How a whole world could go to war, Turquoise had thought to herself,
is beyond me? Surely someone had common sense?
She stood there for a while, gazing up at the silver disk of a moon that rose slowly above her. Craters of near-black were stark against her glowing body of grey, hairline cracks running around her from the abuse she’d taken from the Shade before the Deities kept it at bay with the help of volunteers amongst dragonkind. It’d been a dream, when she was younger, to go off and fend for her world, but now that she had a lover to consider… well, that dream changed.
After Deities knows how long, she turned around and wandered up to the shore, spying Cesara attempting to make a fire with a couple of jagged rocks she’d found along the coastline, where the crystalline blue lapped up near her feet and swept specks of sand away with it. Beside Cesara sat a basket with a blanket, another book and food inside. Her female lover had even considered packing another blanket to be used for drying, and a spare change of clothes for both of them in case they needed it.
Turquoise definitely did.
“Back so soon?” the orange-flecked Coatl mused happily, her voice like a song amongst the birds that nestled here.
“Of course,” she said proudly, “I can’t leave my helpless girlfriend to fend for herself, can I?”
“Says the one who weighs next to nothing—”
Instead of asking her to stop, Turquoise shut her up by shaking the water clinging to her clothes, mane, fur and wings onto Cesara, making her shriek and squirm under the unexpected shower she was being given.
“Turquoise, stop!” she cried, giggling.
She did, but not without a final flick of her tail; one that threw a small droplet of ocean onto the tip of her lover’s nose and caused the blue female to trot a few steps away from the Coatl’s clutches.
“Honestly, you big
spoon,” she groaned in spite of her smile. “I’m soaked, now!”
“Aww,” Turquoise cooed, “does my lover want me to be the big spoon tonight?”
It was meant to be a joke until Ces smiled up at her, her eyes soft and inviting. “That’d be nice, actually.”
“O-oh,” she murmured, shocked and blushing slightly. “That wasn’t what I was expecting, but alright.”
The other Coatl laughed and patted the sand. “Come sit down with me, hon, I’m getting lonely.”
Turquoise did as she was told, the sand beneath her shifting out of the way so that she could perch herself next to the love of her life with ease.

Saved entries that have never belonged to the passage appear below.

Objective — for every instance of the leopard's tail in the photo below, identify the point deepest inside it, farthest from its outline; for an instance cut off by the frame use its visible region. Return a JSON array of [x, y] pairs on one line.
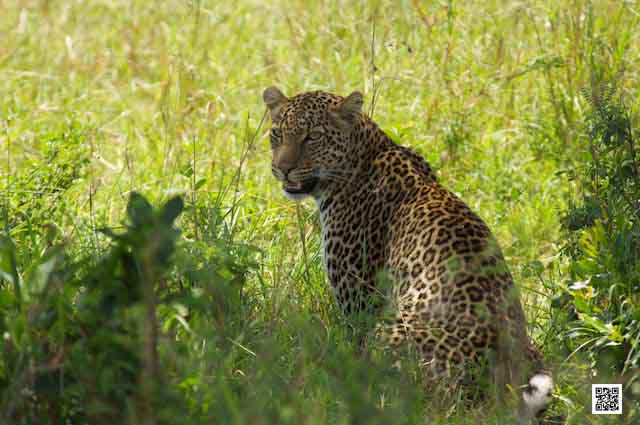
[[536, 397]]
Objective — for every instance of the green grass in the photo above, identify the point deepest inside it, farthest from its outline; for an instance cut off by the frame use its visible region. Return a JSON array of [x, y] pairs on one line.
[[102, 98]]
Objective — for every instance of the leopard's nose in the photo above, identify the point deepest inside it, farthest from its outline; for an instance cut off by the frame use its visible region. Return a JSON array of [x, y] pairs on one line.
[[285, 167]]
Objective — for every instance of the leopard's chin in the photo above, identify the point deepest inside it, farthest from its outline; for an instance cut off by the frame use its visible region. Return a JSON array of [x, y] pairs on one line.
[[300, 189]]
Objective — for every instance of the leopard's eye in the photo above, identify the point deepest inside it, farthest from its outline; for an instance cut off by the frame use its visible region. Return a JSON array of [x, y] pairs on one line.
[[315, 135]]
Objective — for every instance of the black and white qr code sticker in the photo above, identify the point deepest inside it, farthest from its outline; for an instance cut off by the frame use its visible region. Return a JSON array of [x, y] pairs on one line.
[[606, 399]]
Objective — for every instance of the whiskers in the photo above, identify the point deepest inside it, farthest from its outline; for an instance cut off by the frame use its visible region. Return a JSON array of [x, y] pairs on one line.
[[335, 175]]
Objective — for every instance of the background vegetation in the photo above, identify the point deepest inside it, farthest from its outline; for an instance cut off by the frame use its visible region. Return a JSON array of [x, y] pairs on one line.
[[110, 314]]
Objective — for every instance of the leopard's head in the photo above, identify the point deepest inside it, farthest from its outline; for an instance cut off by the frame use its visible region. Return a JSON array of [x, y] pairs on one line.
[[311, 139]]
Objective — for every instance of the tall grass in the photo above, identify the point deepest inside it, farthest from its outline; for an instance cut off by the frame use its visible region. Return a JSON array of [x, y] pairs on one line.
[[99, 100]]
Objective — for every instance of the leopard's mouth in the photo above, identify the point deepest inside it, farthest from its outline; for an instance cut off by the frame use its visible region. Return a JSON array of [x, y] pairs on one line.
[[302, 187]]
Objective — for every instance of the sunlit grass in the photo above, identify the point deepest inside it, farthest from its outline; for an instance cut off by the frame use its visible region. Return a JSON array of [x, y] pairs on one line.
[[167, 99]]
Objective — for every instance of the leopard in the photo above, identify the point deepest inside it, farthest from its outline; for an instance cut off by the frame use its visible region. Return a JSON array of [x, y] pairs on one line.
[[383, 212]]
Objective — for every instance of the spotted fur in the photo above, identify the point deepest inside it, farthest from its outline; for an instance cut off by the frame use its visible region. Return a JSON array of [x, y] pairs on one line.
[[383, 211]]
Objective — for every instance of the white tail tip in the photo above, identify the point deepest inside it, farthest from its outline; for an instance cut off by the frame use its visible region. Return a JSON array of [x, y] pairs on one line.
[[538, 395]]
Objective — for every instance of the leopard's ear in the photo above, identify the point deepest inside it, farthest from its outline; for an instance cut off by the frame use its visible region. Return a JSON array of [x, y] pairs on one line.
[[275, 100], [345, 114]]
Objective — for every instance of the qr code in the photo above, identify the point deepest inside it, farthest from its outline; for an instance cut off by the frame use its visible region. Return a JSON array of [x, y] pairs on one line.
[[606, 399]]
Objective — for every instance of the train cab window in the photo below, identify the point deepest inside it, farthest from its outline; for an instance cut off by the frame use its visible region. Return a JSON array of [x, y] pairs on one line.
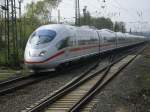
[[42, 37], [62, 44]]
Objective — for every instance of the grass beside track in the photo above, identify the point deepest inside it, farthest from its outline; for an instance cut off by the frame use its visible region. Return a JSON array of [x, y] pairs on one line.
[[6, 74]]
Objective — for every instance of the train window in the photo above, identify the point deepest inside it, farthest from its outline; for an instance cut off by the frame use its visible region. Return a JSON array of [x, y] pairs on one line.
[[42, 37], [62, 44]]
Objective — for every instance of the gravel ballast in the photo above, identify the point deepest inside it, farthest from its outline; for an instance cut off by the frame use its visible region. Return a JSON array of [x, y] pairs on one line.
[[130, 90]]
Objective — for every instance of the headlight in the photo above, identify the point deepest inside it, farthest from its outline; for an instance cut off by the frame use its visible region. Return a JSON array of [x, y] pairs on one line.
[[42, 53]]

It was soft, almost like one of the ivory-laced cushion back at their place—Cesara’s favourite one, considering she hogged it constantly—with the sand slithering over her feet and paws with grace and elegance. Or most of it did, anyway, with small bits of it clinging to the dampness of the cloth she wore and her limbs.
The female beside her sighed wistfully. “Isn’t the sky beautiful?”

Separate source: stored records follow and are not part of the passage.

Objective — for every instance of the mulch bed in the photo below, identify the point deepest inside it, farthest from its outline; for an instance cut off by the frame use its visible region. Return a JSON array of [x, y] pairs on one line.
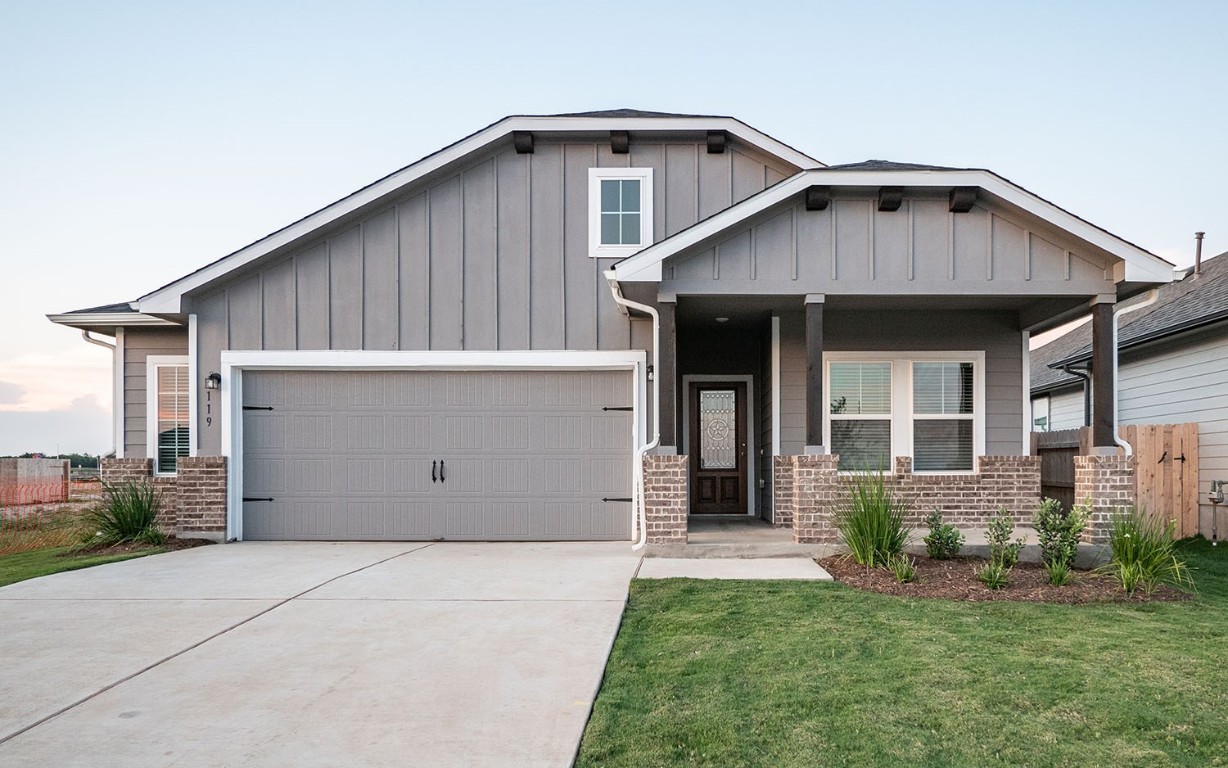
[[957, 580], [170, 543]]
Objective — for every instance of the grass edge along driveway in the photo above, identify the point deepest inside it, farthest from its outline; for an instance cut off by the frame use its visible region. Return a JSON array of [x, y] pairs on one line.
[[808, 673]]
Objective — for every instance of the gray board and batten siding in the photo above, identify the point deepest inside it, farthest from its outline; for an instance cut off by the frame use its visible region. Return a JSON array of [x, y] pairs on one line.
[[922, 248], [139, 345], [437, 455], [489, 256]]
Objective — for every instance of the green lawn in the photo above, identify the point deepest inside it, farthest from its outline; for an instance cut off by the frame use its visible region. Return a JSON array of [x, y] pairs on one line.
[[42, 562], [806, 673]]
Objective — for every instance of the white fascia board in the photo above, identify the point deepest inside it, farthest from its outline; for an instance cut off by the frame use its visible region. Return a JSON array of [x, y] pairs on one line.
[[91, 320], [167, 300], [1140, 266], [431, 360]]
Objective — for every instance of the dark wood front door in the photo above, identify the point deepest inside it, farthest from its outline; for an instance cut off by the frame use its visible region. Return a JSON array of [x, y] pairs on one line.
[[717, 445]]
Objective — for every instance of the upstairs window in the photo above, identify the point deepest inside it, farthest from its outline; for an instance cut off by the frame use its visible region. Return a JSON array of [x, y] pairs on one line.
[[168, 412], [619, 211]]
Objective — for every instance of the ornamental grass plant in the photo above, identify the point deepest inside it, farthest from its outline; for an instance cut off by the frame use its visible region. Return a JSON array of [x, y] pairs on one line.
[[871, 520]]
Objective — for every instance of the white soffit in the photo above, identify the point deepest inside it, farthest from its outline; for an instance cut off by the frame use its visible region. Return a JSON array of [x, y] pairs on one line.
[[1140, 266]]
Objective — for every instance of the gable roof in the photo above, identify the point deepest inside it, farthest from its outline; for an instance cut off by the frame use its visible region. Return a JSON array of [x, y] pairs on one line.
[[1196, 301], [167, 300], [1141, 266]]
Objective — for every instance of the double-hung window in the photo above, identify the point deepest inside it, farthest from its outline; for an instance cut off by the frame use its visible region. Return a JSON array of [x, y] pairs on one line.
[[167, 392], [619, 211], [928, 406]]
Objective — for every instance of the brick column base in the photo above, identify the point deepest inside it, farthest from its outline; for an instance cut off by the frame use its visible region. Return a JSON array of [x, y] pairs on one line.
[[816, 488], [664, 495], [1108, 483], [782, 492], [203, 498]]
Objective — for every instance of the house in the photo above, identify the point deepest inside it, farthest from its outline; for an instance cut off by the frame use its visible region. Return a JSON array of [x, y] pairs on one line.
[[594, 326], [1173, 366]]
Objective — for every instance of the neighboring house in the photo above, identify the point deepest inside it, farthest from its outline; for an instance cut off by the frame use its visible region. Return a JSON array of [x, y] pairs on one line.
[[1173, 369], [477, 345]]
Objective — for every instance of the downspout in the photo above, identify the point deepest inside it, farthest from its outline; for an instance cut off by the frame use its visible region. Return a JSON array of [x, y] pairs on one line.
[[1086, 375], [640, 519], [1116, 385], [85, 334]]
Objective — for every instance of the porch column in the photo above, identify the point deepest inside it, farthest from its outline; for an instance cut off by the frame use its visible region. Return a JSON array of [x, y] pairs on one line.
[[814, 404], [1103, 385], [667, 375]]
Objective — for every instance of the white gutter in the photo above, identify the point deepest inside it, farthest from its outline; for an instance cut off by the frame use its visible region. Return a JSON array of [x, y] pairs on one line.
[[117, 388], [1116, 385], [640, 520]]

“Well, kiss me if I’m wrong, but—”
Her lover merely pressed her lips against hers, cutting her sentence off with the how gentle and how soft they were compared to Turquoise’s chapped ones, and just as quickly as it had started, it was over, leaving a confused female to stare into the gorgeous Arcane eyes of a certain nature-wielding female.
Cesara grinned at her. “You’re normally wrong.”
She just smirked back. “I don’t think I’m wrong about you being the most beautiful thing I’ve ever set eyes on.”